In silico Identification of Neuropeptide Precursors

From the GenBank databases, 13,778 potential neuropeptide precursor sequences from both invertebrate and vertebrate species were identified. Among these, APGWamide precursor sequences were the least abundant, followed by LWamide, RPCH, and CRZ, whereas AKHs and GnRH precursors were the most abundant (Repository 3). A total of 2294 potential neuropeptide precursors and other non-related sequences were identified using the BioDataToolKit software version 5. From them, 912 potential neuropeptide precursors with dibasic proteolytic cleavage site were identified using the Proteios version 1.0 software. Using the Prop 1.0 Server and manual curation in some cases, only 636 sequences exhibited the dibasic proteolytic cleavage sites for neuropeptide precursors. Additionally, 45 and 38 precursors for ACP and NPPs were identified via BLAST sequence alignments, respectively (Repository 1).

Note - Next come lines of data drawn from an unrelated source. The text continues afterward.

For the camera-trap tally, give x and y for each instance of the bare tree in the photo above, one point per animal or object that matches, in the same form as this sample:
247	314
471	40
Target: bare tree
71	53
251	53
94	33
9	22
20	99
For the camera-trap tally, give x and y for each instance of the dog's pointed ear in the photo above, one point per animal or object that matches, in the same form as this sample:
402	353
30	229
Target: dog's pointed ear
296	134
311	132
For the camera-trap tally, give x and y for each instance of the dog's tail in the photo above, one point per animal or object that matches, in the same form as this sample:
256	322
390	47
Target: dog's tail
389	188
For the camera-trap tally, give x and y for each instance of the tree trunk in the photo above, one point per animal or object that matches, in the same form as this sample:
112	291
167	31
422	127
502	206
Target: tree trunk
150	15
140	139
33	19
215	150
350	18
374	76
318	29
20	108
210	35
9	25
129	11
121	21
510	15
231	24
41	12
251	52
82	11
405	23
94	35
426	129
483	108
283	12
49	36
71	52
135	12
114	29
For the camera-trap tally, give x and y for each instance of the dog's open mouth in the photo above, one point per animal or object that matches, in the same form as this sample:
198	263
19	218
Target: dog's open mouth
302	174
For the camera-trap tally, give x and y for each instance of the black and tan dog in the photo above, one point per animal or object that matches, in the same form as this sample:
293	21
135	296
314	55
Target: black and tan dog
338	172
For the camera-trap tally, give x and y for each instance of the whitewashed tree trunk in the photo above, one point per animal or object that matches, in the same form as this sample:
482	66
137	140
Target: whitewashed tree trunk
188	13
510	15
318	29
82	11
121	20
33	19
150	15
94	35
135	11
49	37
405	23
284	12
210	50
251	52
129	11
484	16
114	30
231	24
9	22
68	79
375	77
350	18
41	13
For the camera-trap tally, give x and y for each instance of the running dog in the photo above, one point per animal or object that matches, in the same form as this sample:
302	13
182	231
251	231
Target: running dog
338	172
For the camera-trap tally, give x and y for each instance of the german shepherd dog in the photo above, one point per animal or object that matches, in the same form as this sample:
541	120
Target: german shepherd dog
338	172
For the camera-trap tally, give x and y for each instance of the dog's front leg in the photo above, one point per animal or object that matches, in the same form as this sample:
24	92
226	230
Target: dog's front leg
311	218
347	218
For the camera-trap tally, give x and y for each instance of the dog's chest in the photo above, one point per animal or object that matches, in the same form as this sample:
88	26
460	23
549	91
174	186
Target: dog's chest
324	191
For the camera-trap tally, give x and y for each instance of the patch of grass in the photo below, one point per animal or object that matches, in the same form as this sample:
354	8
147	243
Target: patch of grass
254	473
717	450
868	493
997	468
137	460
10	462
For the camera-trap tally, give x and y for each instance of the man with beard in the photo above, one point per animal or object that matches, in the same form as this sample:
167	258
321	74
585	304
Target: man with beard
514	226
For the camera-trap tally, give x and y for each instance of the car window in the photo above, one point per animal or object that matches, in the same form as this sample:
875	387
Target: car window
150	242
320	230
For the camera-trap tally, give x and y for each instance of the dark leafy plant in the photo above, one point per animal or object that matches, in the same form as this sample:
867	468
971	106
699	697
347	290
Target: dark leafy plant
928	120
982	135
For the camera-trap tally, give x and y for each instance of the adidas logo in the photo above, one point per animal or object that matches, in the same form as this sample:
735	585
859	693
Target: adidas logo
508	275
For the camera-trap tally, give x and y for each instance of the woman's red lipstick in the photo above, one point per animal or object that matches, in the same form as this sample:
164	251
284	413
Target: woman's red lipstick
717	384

From the depurated sequences, a database of 719 neuropeptide precursors was used for evolutionary analysis (Fig. 2). The neuropeptide precursors represented seven neuropeptide families distributed among species from 11 phyla, 30 classes, 85 orders, 181 families, 277 genera, and 368 species. These taxonomic groups included species of fish, insects, mammals, mollusks, and crustaceans (Repository 3). The following observations were made upon inspecting this database: (1) most of the identified neuropeptide precursors corresponded to bioinformatically assembled products; (2) every neuropeptide family, with the exception of RPCH, which is exclusively expressed in crustaceans, exhibited more than one neuropeptide precursor in some phyla; (3) the GnRH family was the most widely represented, occurring in six phyla, whereas some of the remaining families were only present in invertebrate phyla. The aforementioned findings were corroborated by conducting phylogenetic tree analyses for each neuropeptide precursor family (Repository 4).

Fig. 2
figure 2

Neuropeptide precursor families. A Percentage of sequences for each neuropeptide precursor family obtained from the GenBank database. B Schematic of a plausible evolutionary relationship between the neuropeptide families evaluated herein. C Example of loci with a model species for each neuropeptide family

BLAST Analysis of the APGW/RPCH and APGW/AKH Neuropeptide Predictive Precursors

BLAST analysis of the APGW/RPCH NPP and APGW/AKH NPP sequences from A. californica, Lymnaea stagnalis, and M. edulis was homologous to 56 neuropeptide precursors, as predicted by the DNA-LM (Martínez-Pérez et al. 2007). The APGW/AKH NPP from A. californica and L. stagnalis shared similarities with a sequence from the rotifer B. plicatilis reported as hypothetic (GenBank code RNA39930.1), which exhibited a decapeptide structure similar to AKHs, as well as two out of the four copies of APGWamide (Fig. 3). Additionally, a neuropeptide precursor from the RPCH family was identified in the hemipteran Nezara viridula, which was reported as AKH (Fig. 4).

Fig. 3
figure 3

Alignment of the APGW/RPCH NPP from A. californica and L. stagnalis and the APGW/AKH from the rotifer B. plicatilis. Similarities between the amino acids of the APGW/RPCH NPP of mollusks proposed in 2001 and those of the rotifer B. plicatilis (APGW/AKH). The APGWamide copies are indicated in blue and underlined. The RPCH and AKH are indicated in red. The KR proteolytic sites are indicated in bold

Fig. 4
figure 4

Phylogenetic tree of APGW/RPCH NPP and APGW/AKH NPP. Phylogenetic relationships between the APGW/RPCH NPP and APGW/AKH NPP proposed in 2007 and the APGW/AKH precursors reported in the rotifer B. plicatilis (box-purple) with other species in the GenBank database. RPCH, reported as AKH from Nezara viridula, is shown inside the red box (Color figure online)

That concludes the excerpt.